09 April 2003
Glazing Team Involved in Major Refurbishment Project at the Natural History Museum's Palaeontology Building
Glazing specialists from Norman & Underwood in Leicester are employed on a major contract to upgrade the Natural History Museum’s Palaeontology Building.

The work involves replacing 920 square metres of glazed tiles on the façade of the 1970’s building, which is home to more than nine million fossils.

The Palaeontology Building provides working space for 46 permanent researchers, conservators, curators, students and short-term researchers as well as 1,000 visitors a year from international institutions

To ensure disruption to their activities is kept to a minimum, a detailed floor-to-floor schedule of work has been agreed, with each part of the refurbishment contract undertaken in stages.

The Norman & Underwood team is replacing 500 existing panels with non-vision aesthetic toughened glass spandrel panels with integral insulated backing. These panels externally obscure the building’s concrete floor slabs at each floor level.

Chris Doran, contract supervisor in the company’s Glazing Systems Division added: “The contract requires new exterior glazing to all five floors to replace the existing glazed tiles which have faded. The work will take around five to six months to complete.”

The contract is just one part of the £7.5 million upgrade, funded by the Department for Culture, Media and Sport and the Natural History Museum and led by the Museum’s Estates Department under the guidance of English Heritage.

Undertaken over two years, the project comprises improvements to fire safety and lighting, the removal of asbestos, new cabling to cater for modern IT requirements as well as general office and laboratory refurbishment.

When completed the improved building will provide enhanced protection of some of the museum’s most sensitive collections, which include Ice Age mammals, plants collected by Scott’s expedition to the South Pole, insects preserved in amber and archaeopteryx, a fossil of the world’s oldest bird.

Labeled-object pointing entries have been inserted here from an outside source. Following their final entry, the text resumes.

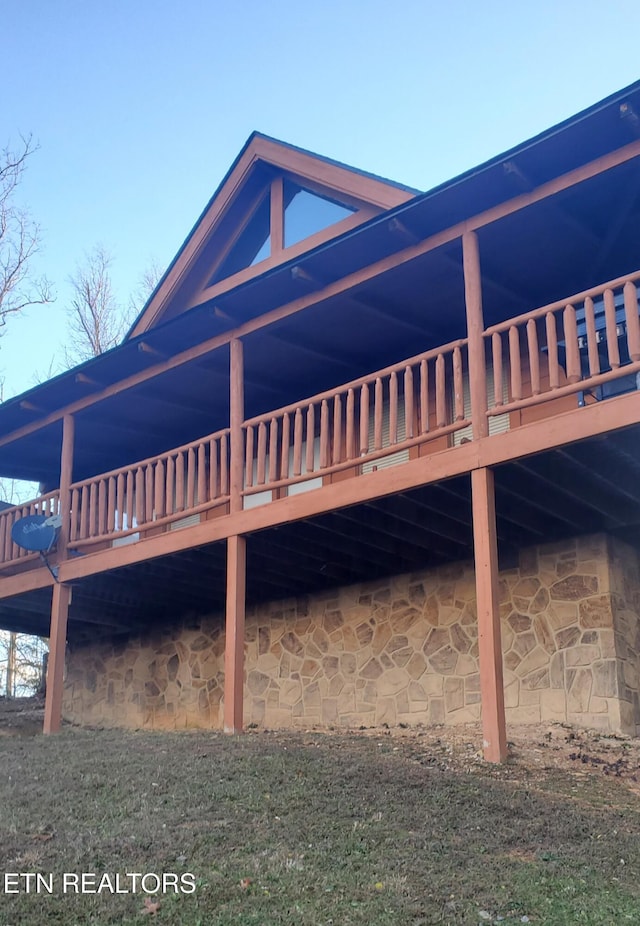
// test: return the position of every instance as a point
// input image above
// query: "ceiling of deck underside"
(549, 251)
(583, 488)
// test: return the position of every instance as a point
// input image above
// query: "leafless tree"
(97, 320)
(19, 238)
(147, 282)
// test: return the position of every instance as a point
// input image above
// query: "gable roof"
(232, 205)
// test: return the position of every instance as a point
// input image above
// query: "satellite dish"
(37, 532)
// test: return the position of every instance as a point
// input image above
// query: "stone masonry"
(398, 650)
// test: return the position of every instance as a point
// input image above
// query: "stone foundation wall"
(400, 650)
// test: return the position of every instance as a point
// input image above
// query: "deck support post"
(236, 417)
(489, 637)
(55, 664)
(475, 329)
(61, 598)
(234, 640)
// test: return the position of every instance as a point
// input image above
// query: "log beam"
(489, 638)
(234, 644)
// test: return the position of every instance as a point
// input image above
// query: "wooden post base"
(234, 646)
(489, 637)
(55, 665)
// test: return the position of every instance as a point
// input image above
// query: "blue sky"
(140, 106)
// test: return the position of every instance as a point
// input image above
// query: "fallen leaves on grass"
(151, 907)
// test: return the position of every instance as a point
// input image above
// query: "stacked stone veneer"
(399, 650)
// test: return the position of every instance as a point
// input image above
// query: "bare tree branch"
(19, 239)
(97, 321)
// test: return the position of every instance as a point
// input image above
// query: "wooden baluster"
(273, 450)
(191, 477)
(180, 488)
(93, 510)
(337, 429)
(286, 443)
(514, 363)
(160, 490)
(130, 494)
(224, 464)
(571, 344)
(552, 348)
(202, 473)
(262, 454)
(364, 419)
(73, 527)
(378, 414)
(248, 456)
(111, 505)
(409, 412)
(351, 426)
(534, 356)
(458, 385)
(324, 435)
(84, 513)
(120, 486)
(424, 396)
(311, 435)
(148, 492)
(496, 361)
(441, 393)
(612, 329)
(170, 485)
(214, 489)
(140, 496)
(297, 443)
(592, 337)
(102, 507)
(393, 408)
(633, 323)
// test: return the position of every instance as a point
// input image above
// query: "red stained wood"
(234, 636)
(612, 329)
(631, 318)
(488, 605)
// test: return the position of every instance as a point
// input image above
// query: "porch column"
(489, 637)
(234, 642)
(475, 329)
(61, 593)
(236, 417)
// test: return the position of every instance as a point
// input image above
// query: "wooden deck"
(401, 427)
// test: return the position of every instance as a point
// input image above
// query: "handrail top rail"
(155, 459)
(355, 383)
(561, 303)
(32, 501)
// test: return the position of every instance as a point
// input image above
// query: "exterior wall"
(400, 650)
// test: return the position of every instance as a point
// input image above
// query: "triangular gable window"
(306, 213)
(253, 245)
(302, 213)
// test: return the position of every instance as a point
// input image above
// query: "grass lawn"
(310, 828)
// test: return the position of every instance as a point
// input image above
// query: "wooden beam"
(145, 348)
(234, 639)
(475, 328)
(350, 281)
(236, 417)
(55, 666)
(488, 603)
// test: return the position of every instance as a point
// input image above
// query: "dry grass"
(391, 827)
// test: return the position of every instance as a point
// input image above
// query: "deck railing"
(9, 551)
(361, 422)
(574, 345)
(154, 492)
(584, 344)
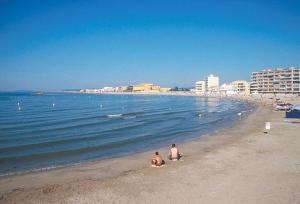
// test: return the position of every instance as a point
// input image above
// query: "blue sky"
(54, 45)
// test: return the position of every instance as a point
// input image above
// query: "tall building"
(200, 87)
(209, 84)
(236, 87)
(212, 81)
(280, 80)
(241, 86)
(146, 88)
(212, 84)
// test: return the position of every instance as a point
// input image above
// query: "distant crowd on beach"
(174, 155)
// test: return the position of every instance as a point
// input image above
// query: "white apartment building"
(241, 86)
(280, 80)
(235, 87)
(212, 83)
(209, 84)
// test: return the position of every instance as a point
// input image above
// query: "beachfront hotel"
(209, 85)
(235, 87)
(146, 87)
(280, 80)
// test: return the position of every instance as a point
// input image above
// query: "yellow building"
(146, 88)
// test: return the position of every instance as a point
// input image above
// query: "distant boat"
(37, 93)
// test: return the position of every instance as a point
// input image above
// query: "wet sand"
(238, 165)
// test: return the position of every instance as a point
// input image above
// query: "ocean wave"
(114, 115)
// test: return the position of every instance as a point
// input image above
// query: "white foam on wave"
(129, 117)
(114, 115)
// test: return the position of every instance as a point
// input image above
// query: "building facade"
(200, 87)
(146, 88)
(280, 80)
(212, 84)
(241, 86)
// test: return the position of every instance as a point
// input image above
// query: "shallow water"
(59, 129)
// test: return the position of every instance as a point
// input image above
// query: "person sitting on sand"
(174, 153)
(157, 160)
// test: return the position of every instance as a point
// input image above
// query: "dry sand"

The Palaeontology Building is currently covered by a protective hoarding, but visitors to the museum are able to see some of the work in progress through a series of view-points.

Mr Doran added: “It is good to be involved in the upgrade of a museum building which houses such important collections and attracts thousands of visitors from all over the world.”

“This contract is one of several we have secured recently in Central London, with our division also undertaking glazing work on projects in Soho Square, Piccadilly Circus and Shaftesbury Avenue.”